I can see this to be true. Even though we have recruited new physicians on a regular basis, most of the docs in my group are closer to 60+ than 35. Several are considering retiring or slowing down to med retina only. Our local population is aging and growing, so we are busier. None of the local cataract groups can recruit quick enough to fill the demand for cataract surgery volume. Most have a few months wait time
Worse for patients, but more leverage for eye care providers?

The analysis from NEJM highlights that primary care (family medicine and internal medicine) will experience the largest absolute shortfall, followed by cardiology and obstetrics-gynecology. Additional literature projects severe shortages in ophthalmology (with only 70% workforce adequacy by 2035) and urology (with a 46% shortage by 2035), both of which will be especially acute in nonmetropolitan areas.

Will this provide enough leverage where you can start dropping certain plans, or turn more towards office based surgery if the safety standards keep up where you can charge patients a cash fee to have surgery in your office suite. And if they don't want to pay cash for your surgery suite you could offer to have them schedule at the nearest academic center that is booked out 1-2 years.

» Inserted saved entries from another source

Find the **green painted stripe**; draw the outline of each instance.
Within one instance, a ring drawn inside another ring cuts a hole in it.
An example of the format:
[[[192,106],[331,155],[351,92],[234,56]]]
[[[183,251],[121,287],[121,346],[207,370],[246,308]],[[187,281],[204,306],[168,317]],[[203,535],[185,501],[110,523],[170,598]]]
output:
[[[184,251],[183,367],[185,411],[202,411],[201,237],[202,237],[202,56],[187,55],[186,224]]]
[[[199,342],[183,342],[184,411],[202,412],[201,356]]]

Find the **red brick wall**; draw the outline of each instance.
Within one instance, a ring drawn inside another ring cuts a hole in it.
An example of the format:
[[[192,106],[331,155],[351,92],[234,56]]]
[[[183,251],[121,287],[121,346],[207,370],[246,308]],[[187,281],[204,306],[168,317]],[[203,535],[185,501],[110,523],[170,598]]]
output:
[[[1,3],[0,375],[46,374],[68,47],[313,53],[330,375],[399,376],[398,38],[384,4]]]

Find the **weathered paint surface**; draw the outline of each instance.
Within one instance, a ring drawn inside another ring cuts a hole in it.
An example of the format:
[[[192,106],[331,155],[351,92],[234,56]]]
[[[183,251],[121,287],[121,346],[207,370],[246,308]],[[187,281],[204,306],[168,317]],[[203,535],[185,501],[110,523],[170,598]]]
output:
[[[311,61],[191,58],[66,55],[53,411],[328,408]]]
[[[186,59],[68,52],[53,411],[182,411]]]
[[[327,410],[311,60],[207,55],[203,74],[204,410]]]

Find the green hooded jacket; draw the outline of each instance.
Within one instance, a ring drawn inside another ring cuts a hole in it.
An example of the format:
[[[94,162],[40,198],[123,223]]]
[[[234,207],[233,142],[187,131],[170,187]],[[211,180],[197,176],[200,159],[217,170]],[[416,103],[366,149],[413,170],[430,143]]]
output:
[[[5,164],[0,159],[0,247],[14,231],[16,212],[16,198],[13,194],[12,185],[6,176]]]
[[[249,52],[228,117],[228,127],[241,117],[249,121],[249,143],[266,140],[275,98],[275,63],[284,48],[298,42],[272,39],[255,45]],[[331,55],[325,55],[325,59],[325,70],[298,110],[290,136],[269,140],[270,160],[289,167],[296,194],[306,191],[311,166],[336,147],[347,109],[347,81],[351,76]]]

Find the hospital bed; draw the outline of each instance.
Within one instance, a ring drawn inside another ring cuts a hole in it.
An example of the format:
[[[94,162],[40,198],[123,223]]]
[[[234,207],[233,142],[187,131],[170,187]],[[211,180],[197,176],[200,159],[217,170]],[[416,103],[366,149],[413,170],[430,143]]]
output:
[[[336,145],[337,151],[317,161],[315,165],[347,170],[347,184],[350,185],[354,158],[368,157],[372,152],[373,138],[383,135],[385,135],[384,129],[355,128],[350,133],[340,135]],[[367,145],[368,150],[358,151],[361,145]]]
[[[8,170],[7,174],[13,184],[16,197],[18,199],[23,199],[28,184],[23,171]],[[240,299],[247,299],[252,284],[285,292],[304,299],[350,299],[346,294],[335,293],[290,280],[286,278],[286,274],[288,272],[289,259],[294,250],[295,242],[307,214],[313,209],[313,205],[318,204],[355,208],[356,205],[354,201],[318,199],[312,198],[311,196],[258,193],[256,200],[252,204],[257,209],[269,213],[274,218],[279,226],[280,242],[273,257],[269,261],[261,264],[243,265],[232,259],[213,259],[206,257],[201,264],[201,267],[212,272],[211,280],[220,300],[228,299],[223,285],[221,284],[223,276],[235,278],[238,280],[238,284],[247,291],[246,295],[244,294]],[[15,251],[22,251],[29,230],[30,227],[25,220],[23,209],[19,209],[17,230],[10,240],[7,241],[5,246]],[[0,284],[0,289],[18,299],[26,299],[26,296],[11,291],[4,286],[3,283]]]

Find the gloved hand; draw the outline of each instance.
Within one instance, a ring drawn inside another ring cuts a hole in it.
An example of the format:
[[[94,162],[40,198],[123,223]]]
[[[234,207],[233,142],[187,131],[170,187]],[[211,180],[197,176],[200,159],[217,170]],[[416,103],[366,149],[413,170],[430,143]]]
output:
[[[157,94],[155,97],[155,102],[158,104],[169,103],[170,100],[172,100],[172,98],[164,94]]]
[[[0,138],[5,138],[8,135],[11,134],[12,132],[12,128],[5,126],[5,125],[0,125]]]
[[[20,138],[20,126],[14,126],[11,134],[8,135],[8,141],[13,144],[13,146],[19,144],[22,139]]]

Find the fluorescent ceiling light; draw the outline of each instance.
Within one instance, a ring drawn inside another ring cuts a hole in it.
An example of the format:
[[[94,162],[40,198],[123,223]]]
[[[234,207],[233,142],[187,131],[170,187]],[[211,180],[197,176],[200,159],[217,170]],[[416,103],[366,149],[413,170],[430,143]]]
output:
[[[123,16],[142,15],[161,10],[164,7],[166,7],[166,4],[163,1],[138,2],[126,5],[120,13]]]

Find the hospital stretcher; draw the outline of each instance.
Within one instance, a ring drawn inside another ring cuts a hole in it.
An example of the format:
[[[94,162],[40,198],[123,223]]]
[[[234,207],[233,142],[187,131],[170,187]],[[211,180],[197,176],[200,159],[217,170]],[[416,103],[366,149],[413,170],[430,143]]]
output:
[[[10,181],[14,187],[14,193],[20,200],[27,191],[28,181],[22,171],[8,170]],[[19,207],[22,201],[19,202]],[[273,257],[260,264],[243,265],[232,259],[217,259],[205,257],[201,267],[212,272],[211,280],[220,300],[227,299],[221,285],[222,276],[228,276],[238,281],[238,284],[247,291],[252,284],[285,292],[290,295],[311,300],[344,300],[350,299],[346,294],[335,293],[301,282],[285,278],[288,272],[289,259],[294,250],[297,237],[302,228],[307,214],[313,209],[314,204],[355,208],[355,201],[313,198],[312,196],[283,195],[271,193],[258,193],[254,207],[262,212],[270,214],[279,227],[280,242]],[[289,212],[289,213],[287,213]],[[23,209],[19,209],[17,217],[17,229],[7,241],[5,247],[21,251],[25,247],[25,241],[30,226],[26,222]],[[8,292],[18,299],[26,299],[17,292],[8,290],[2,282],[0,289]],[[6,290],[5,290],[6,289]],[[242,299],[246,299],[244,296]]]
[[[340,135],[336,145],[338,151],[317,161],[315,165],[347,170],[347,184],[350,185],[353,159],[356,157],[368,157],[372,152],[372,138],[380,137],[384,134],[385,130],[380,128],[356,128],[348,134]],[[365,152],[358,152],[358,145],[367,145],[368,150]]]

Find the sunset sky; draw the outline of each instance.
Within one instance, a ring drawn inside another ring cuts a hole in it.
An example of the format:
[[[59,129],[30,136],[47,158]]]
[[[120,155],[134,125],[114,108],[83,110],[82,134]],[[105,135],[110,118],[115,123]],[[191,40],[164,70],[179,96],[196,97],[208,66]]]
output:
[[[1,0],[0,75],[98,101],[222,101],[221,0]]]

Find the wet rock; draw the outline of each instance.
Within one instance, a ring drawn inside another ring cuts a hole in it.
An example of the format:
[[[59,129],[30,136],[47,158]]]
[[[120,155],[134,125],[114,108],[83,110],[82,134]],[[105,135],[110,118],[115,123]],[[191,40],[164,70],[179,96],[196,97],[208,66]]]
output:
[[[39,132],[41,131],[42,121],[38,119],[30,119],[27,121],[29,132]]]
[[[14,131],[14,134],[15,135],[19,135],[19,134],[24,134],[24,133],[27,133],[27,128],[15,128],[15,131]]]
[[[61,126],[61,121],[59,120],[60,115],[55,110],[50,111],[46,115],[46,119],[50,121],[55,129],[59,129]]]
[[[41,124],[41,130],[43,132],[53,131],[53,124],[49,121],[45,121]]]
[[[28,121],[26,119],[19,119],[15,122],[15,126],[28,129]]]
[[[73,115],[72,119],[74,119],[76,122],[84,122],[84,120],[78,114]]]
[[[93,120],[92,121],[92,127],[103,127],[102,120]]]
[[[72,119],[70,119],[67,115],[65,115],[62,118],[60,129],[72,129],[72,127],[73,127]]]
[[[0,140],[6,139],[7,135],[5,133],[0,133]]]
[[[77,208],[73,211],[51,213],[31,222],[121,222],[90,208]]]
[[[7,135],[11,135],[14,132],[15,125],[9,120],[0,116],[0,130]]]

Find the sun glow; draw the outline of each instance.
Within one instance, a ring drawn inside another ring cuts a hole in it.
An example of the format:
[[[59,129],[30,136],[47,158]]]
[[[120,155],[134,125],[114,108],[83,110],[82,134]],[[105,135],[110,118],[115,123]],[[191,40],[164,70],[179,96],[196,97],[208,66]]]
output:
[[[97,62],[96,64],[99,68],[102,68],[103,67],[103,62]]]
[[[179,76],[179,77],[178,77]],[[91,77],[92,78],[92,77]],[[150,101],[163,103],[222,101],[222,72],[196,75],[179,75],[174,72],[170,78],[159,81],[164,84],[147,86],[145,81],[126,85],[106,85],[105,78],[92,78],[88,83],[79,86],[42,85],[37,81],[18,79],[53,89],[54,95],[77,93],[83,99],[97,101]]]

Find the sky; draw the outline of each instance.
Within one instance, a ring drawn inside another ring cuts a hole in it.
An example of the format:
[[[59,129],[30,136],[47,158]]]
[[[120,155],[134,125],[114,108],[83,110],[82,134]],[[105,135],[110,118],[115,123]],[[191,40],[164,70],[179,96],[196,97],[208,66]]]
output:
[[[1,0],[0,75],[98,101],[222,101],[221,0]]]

This will hurt patient care the most, but surgeons may have no choice but to make decisions that will ultimately benefit themselves. And with all of this going on more new grads are going to PE, when it could be the best time ever to own your practice or start one.
 
I wonder if some of the comp docs are going to start doing more injections with the cataract drop.

I’ve got a number of them out in our most rural footprint, and they’re fiercely protective of keeping that volume. They’ll send a patient over occasionally for a second opinion but already have them scheduled for their next shot. As far as I can tell they’ve been ramping up that volume despite being in an underserved cataract area.

Same - I'm less and less inclined to bail these guys out when a complication occurs. If you can do an injection, you can also do a tap and inject and follow it.
 
Agreed. I’m pretty busy surgically, and with established practices I don’t think anyone in our group tops 10% of their pro fee collections via surgery. It’s doable if you’re starting out, slow, and getting sent cases because you have the free time.

The obvious answer is to just send all surgical retina to the academics like yourself 😉 I think one of the Hopkins guys did an article a little while back raging against that.
Ironically, the way the hospital fees are set up and the way our collections are in clinic, surgery surprisingly helps our bottom line a lot lol.